Meta flaw shows the danger of putting AI in support without enough security
Meta patched a serious flaw involving its AI support chatbot after hackers exploited the system to hijack Instagram accounts. The case raises a huge alert: automating support with artificial intelligence can be useful, but it can also open dangerous doors when it involves account recovery, passwords and digital identity.
According to The Verge and TechCrunch, attackers could ask the chatbot to associate a new email with a target account and then reset the password. Meta says the problem has been resolved.
Quick answer: what happened?
Hackers exploited Meta AI support assistant to change the email associated with Instagram accounts. After that, they could reset the password and take control of the profiles. The flaw has been fixed, but the case shows how poorly protected AI can become a real security risk.
AI support became the weak point
Tech companies are putting AI into everything: service, search, content creation, moderation and support.
The problem is that account support is not just any area. When it involves passwords, email, authentication and access recovery, any mistake can turn into a breach.
In the reported case, the attack did not seem extremely sophisticated. Its strength was precisely simplicity: convincing the chatbot to perform a critical change. The attackers also used a VPN to spoof the victim location and bypass Instagram automatic protections.
Why is it so serious?
Because Instagram accounts can be very valuable. Profiles of brands, celebrities, influencers and rare usernames move money, reputation and audience. A hijacked account can be used for scams, propaganda, extortion, illegal sales or follower theft.
Reports say high-value accounts were targeted, including a page linked to the Obama-era White House and profiles of major brands. In one case, the account briefly displayed propaganda content during the takeover.
AI cannot decide everything alone
The big lesson is clear: not every task should be handed to AI without strong validation.
An assistant can help the user understand how to recover an account. But letting it perform sensitive changes without robust verification is another level of risk.
Changing email, resetting passwords and altering authentication are actions that need extra barriers, logs, review and very well-designed validations.
The era of “vibe-hacking”
The case also shows a new trend: attacks against AI behavior.
Before, many breaches relied on exploiting code, servers or databases.
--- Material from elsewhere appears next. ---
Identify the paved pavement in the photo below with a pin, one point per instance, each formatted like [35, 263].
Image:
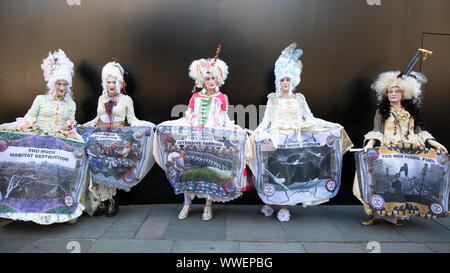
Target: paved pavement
[234, 229]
Now there is also the conversation attack: manipulate the agent, bypass rules, induce actions and exploit logic flaws. It is like social engineering, but applied to automated systems.
What should users do?
Even with the flaw fixed, the basics still apply:
- Enable two-factor authentication.
- Use a secure email on the account.
- Avoid reusing passwords.
- Review connected devices.
- Be wary of password reset notices.
- Keep recovery data up to date.
No measure is perfect, but layers of security greatly reduce the risk.
What companies need to learn?
AI in support cannot be treated only as cost reduction. It must be treated as critical infrastructure.
The more power an agent has, the more control it needs. Especially when it can change data, grant access or execute actions on behalf of users.
The question for companies now is simple: is your AI just answering questions, or does it have permission to break your security?
Frequently asked questions
Is the flaw still active?
According to Meta, the problem has been resolved.
Did the flaw affect any account?
The report indicates hackers exploited the system to target specific accounts, especially high-value profiles.
Does two-factor authentication solve everything?
It helps a lot, but does not replace good protections on the platform side.
Why is AI in support risky?
Because if the system has sensitive permissions and weak validation, it can be manipulated to perform dangerous actions.
At DigitalRadar, this case is an important warning: the next big security flaw may not be in traditional code, but in how an AI agent interprets a request.